Mumbai: Executives of international airlines expect the stress on profit to intensify in the second quarter of 2011 after it declined sharply in the preceding quarter, according to a business confidence survey by International Air Transport Association (IATA), which represents about 230 airlines, comprising 93% of scheduled international air traffic.
The July survey, conducted among chief financial officers and heads of the cargo divisions of IATA’s member airlines, shows that expectations of profit are high for the year ahead.
India’s three publicly traded airlines—Jet Airways, Kingfisher Airlines and SpiceJet—may have made losses in the quarter ended June, owing to high jet fuel prices, excess capacity and fierce competition for passengers, according to analyst estimates.
Following are the key points of the survey:
*The squeeze on profits seemed to intensify in the second quarter, but expectations for profits in the year ahead improved after the sharp decline in the April survey.
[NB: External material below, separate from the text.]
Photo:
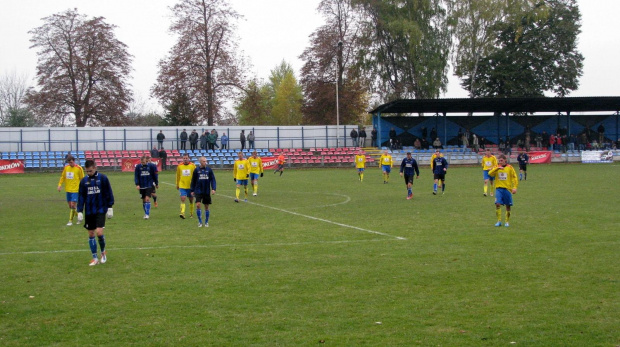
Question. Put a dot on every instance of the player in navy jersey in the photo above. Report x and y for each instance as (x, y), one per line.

*Over the next 12 months, a small net balance of respondents expect improvement in profits.
*This is considerably better than the situation in the April survey, but shows airlines are still far less confident than they were in 2010.
*Linking the survey results to actual profit outcomes suggests that in April airlines were expecting losses, as in 2008, but are now expecting moderate profits.
*The improvement over April was driven by cost (fuel) expectations, which have diminished to an expectation of a small rather than a large rise.
*Only a small net balance of airlines expect to be able to raise passenger yields over the next 12 months, and cargo yields are not expected to rise.
*Airlines are confident that passenger and cargo markets will continue to expand.
*Airlines are continuing to hire as a result.
*While the April survey had shown airlines more bearish than IATA’s own forecasts, the July survey shows airlines are confident, in line with the forecast of $4 billion in post-tax profit this year.